Thank you for providing an example of exactly what I mean by "yeah, but if we just squint harder..."

It is generally considered very unlikely that BBs will just compose together lower level BBs in any comprehensible manner because that very human-comprehensible composibility is itself going to be a waste of states that could be used to do something simply incomprehensible. It is very, very unlikely that BB(100) will consist even of parts a human can understand. It will be a monolithic whole of impenetrable incomprehensibility.

When you say TMs can often be analyzed in terms of smaller ones, you are talking about human-built TMs. We have to build that way. We can't work with the raw chaos. You can see this in our design in every field; we have to work in modules. BBs do not and will not.

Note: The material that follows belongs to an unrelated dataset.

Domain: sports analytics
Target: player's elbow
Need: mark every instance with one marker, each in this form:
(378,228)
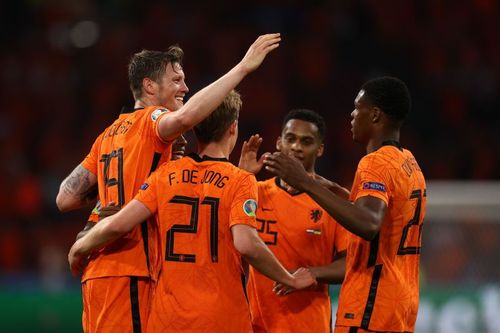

I'm not talking about human-built TMs: I specifically have in mind some of the 3x3 holdouts I have looked into. Every last one of those can be seen as simulating a higher-level process, up to a point where it potentially breaks down (either halting or transitioning to another process); we just can't tell whether that breakdown ever occurs in reality.

Just because a machine is incomprehensible as a whole, doesn't mean that every singular aspect is incomprehensible! The thing with TMs is, there is a finite (or very slow-growing) number of meaningful things a machine can do with raw symbols on the tape. "Raw chaos" printed directly on the tape would just cause it to either halt nearly immediately, or enter some trivial non-halting configuration. Compare this with Conway's Game of Life, where 99.99999999+% of random soups create only trivial output, despite the CA itself being universal.

Note that I'm not at all saying that large machines aren't doing wonderful and terrible things, immediately past the lowest level. But the formalism itself restricts them from being too wild right away, at least not without sacrificing dozens of valuable states to constantly fix things up. For a machine to be nontrivial, it must syntactically maintain a very fine line between halting and non-halting, so that we can't just easily decide it one way or another.